Glue

BigData Workflow Engine for Hadoop, Hbase, Netezza, Pig, Hive, Cascalog ...

Glue Job execution

Who should use this?

Overview

Glue is a job execution engine, written in Java and Groovy. workflows are written in Groovy DSL (simple statements) and use pre-developed modules to interact with external resources e.g. DBs, Hadoop, Netezza, FTP etc.

Abstracting configuration from functionality

In Glue one of the main features and design goals is to always abstract configuration away from functionality. This means that no more hardcoded IPs, UserIDs and Passwords spread over 10s of hundreds of bash/python scripts.

Scripts written for one environment can be easily ported to another because the configuration is done outside of each workflow.

How is this done?

Each Module has a configuration section in the /opt/glue/conf/workflow_modules.grooy where data like hosts, ips, usernames etc are placed. This configuration is loaded and provided to the Module before starting each workflow.

Configurations can be changed dynamically and are re-read before each workflow run, such that no restart is required.

Extending via Modules

Functionality can be added to an already running and installed Glue instance, via dynamically loaded modules.
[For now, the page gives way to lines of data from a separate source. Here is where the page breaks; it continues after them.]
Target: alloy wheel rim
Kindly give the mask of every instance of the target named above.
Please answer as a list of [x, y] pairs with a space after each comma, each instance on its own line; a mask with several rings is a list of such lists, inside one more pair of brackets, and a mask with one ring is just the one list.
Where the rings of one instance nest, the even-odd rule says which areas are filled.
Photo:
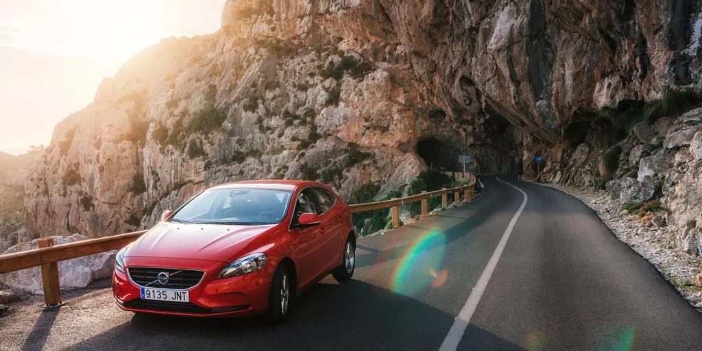
[[288, 274], [283, 274], [283, 279], [280, 283], [280, 312], [285, 314], [288, 312], [288, 293], [290, 289], [288, 287]]
[[354, 263], [356, 261], [356, 255], [353, 252], [353, 244], [351, 242], [346, 243], [346, 249], [344, 250], [344, 264], [346, 265], [346, 272], [351, 273], [353, 272]]

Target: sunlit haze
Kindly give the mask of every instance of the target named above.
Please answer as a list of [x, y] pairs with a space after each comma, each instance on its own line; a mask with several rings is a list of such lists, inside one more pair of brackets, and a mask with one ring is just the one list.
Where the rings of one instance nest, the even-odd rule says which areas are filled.
[[225, 0], [0, 0], [0, 152], [47, 145], [104, 77], [171, 36], [212, 33]]

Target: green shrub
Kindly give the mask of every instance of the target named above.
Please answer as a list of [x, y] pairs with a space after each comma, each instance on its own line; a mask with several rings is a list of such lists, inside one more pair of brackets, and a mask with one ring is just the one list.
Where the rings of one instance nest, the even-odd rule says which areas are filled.
[[146, 192], [146, 184], [144, 183], [144, 175], [141, 172], [137, 172], [132, 178], [132, 185], [129, 188], [135, 195], [140, 195]]
[[336, 106], [339, 104], [339, 98], [341, 97], [341, 87], [337, 85], [331, 88], [329, 97], [326, 98], [325, 104], [327, 106]]
[[351, 193], [349, 197], [350, 204], [364, 204], [373, 201], [380, 187], [374, 184], [364, 184]]
[[161, 146], [166, 146], [168, 143], [168, 128], [159, 123], [158, 126], [151, 132], [151, 136]]
[[643, 207], [644, 201], [639, 200], [630, 199], [626, 201], [625, 204], [622, 205], [622, 208], [626, 210], [629, 214], [634, 214], [639, 211], [640, 208]]
[[656, 212], [670, 213], [670, 209], [663, 206], [659, 200], [651, 200], [644, 204], [639, 209], [639, 217], [644, 217], [648, 213]]
[[208, 134], [213, 129], [222, 128], [222, 124], [227, 120], [227, 112], [218, 110], [211, 104], [200, 112], [187, 124], [187, 130], [191, 133]]
[[429, 110], [429, 118], [444, 119], [446, 118], [446, 111], [439, 107], [432, 108]]
[[191, 159], [204, 156], [205, 154], [205, 154], [205, 150], [202, 150], [202, 147], [197, 141], [191, 140], [187, 143], [187, 156]]
[[232, 154], [229, 157], [229, 163], [237, 163], [241, 164], [246, 160], [246, 155], [239, 150], [235, 150], [232, 152]]
[[159, 172], [151, 170], [151, 184], [154, 189], [159, 188], [159, 182], [161, 181], [161, 176]]
[[300, 166], [300, 171], [303, 173], [303, 179], [305, 180], [317, 180], [319, 178], [317, 169], [312, 167], [305, 162]]
[[309, 121], [314, 121], [315, 117], [317, 117], [317, 112], [312, 109], [305, 109], [303, 112], [303, 118]]
[[290, 41], [271, 39], [260, 42], [268, 53], [281, 58], [289, 58], [297, 53], [297, 50]]
[[661, 112], [664, 116], [677, 117], [681, 113], [699, 106], [702, 96], [691, 91], [671, 91], [661, 101]]
[[258, 96], [251, 96], [249, 98], [249, 99], [246, 100], [246, 102], [241, 105], [241, 108], [243, 108], [244, 111], [249, 112], [256, 112], [256, 109], [258, 108], [259, 98], [260, 98]]
[[338, 167], [329, 167], [322, 170], [322, 181], [326, 184], [330, 184], [336, 178], [343, 179], [343, 170]]
[[621, 146], [616, 145], [602, 154], [600, 175], [604, 179], [611, 179], [614, 172], [616, 171], [617, 163], [619, 161], [619, 154], [621, 154]]
[[372, 152], [364, 152], [356, 150], [352, 150], [344, 159], [344, 168], [353, 167], [373, 156], [373, 154]]
[[344, 73], [348, 73], [354, 78], [362, 78], [373, 72], [373, 69], [370, 63], [366, 61], [359, 62], [353, 56], [347, 55], [342, 58], [336, 66], [333, 62], [329, 62], [319, 75], [324, 79], [333, 78], [339, 80], [343, 77]]

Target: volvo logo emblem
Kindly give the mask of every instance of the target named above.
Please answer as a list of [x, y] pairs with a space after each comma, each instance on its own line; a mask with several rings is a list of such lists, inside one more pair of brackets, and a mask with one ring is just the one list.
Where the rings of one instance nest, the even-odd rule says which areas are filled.
[[167, 284], [168, 283], [168, 272], [161, 272], [161, 273], [159, 273], [159, 275], [156, 276], [156, 281], [161, 285]]

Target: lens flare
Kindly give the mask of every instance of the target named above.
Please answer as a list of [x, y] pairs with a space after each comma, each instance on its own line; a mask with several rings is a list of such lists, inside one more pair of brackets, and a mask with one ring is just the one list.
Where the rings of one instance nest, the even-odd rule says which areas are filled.
[[630, 351], [634, 344], [634, 329], [629, 326], [609, 324], [600, 336], [597, 350], [602, 351]]
[[542, 333], [534, 333], [526, 336], [526, 348], [529, 351], [543, 351], [544, 337]]
[[449, 274], [442, 270], [445, 246], [446, 237], [439, 232], [430, 232], [413, 241], [395, 268], [392, 291], [413, 295], [443, 284]]
[[439, 270], [438, 273], [434, 270], [430, 269], [429, 274], [434, 277], [434, 282], [432, 282], [432, 288], [438, 288], [449, 279], [449, 271], [446, 270], [446, 268]]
A module abstracts away complex and repetitive interactions with external systems.

E.g.

Glue provides modules for the below systems:

MySQL (via JDBC any JDBC compliant DB) Netezza HDFS Pig Hive FTP and SFTP

These modules are called via the context in each workflow script:

E.g. to cat through each line in each file in an HDFS directory do:

context.hdfs.cat 'mydir', { line -> / do something with the text line / }